Excel Tips

Data Cleaning in Excel: A Realistic Walkthrough for Analysts

A practical guide to cleaning messy data in Excel, covering version control, formatting cleanup, and string manipulation techniques.

6 min read

The Least Discussed Topic in Data: Data Cleaning in Excel

What's the one thing the vast majority of data professionals say takes up most of their time?

Data cleaning in Excel.

And yet it's among the least discussed topics in the data sphere. Everyone wants to talk about insights and visualizations. Nobody wants to talk about the three hours you spent fixing date formats.

According to Wikipedia: Data cleansing is the process of detecting and correcting or removing corrupt, inaccurate records from a record set, table, or database.

But here's the part that's actually rewarding: data wrangling—transforming and mapping data from one raw form into another format with the intent of making it more appropriate and valuable.

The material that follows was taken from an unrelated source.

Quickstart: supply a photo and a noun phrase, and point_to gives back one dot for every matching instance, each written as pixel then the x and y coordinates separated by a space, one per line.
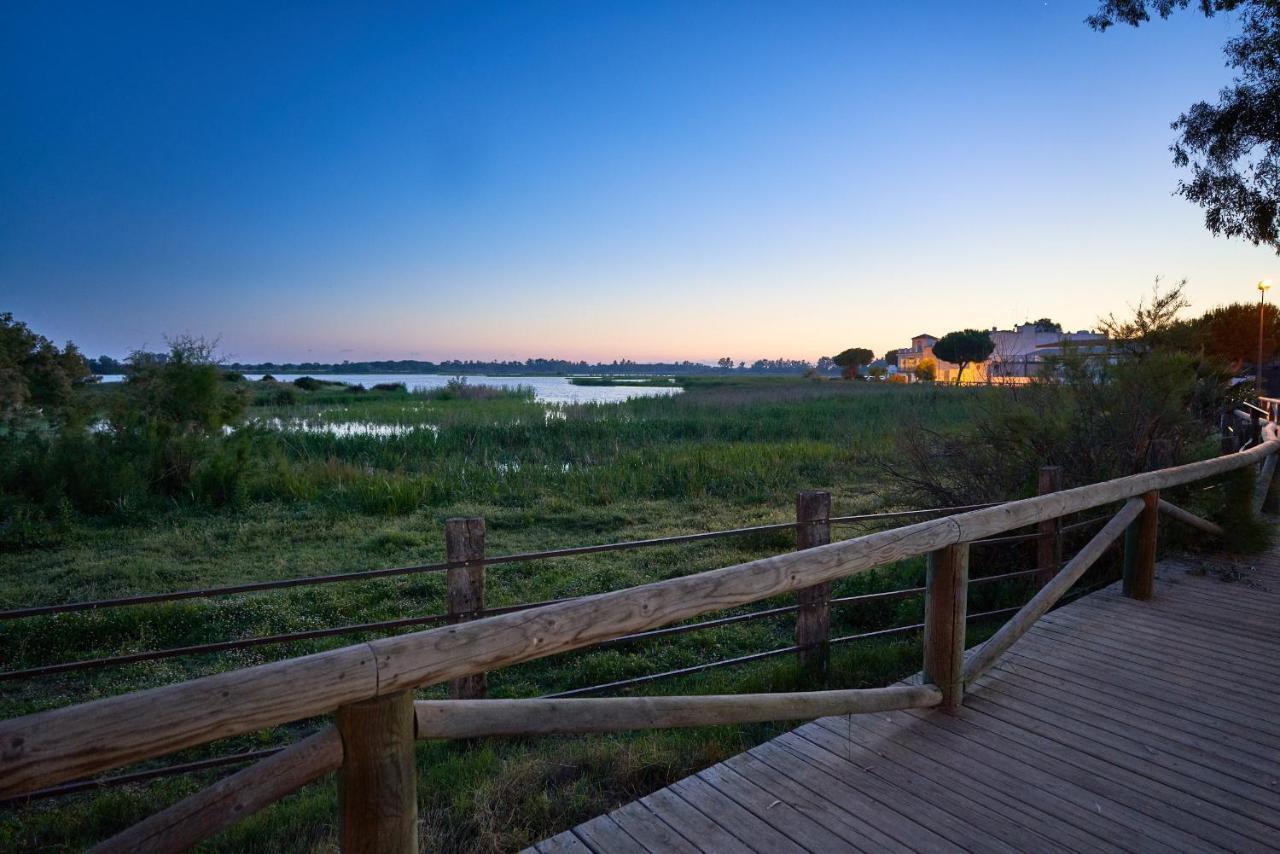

Data analysts typically spend the majority of their time in data wrangling compared to actual analysis. This is where the transformation of data actually begins.

First Things First: Version Control

When I receive a data file, the first thing I do is save it under a different name.

Original: source_data.xlsx
New: volume_by_region_data_request_v1.xlsx

Why? Because clean data requires documentation. If anything happens to the file, or if I need to reference what version I was on, I have that history.

This also lets me create checkpoints throughout the process. If I muck something up, I can go back.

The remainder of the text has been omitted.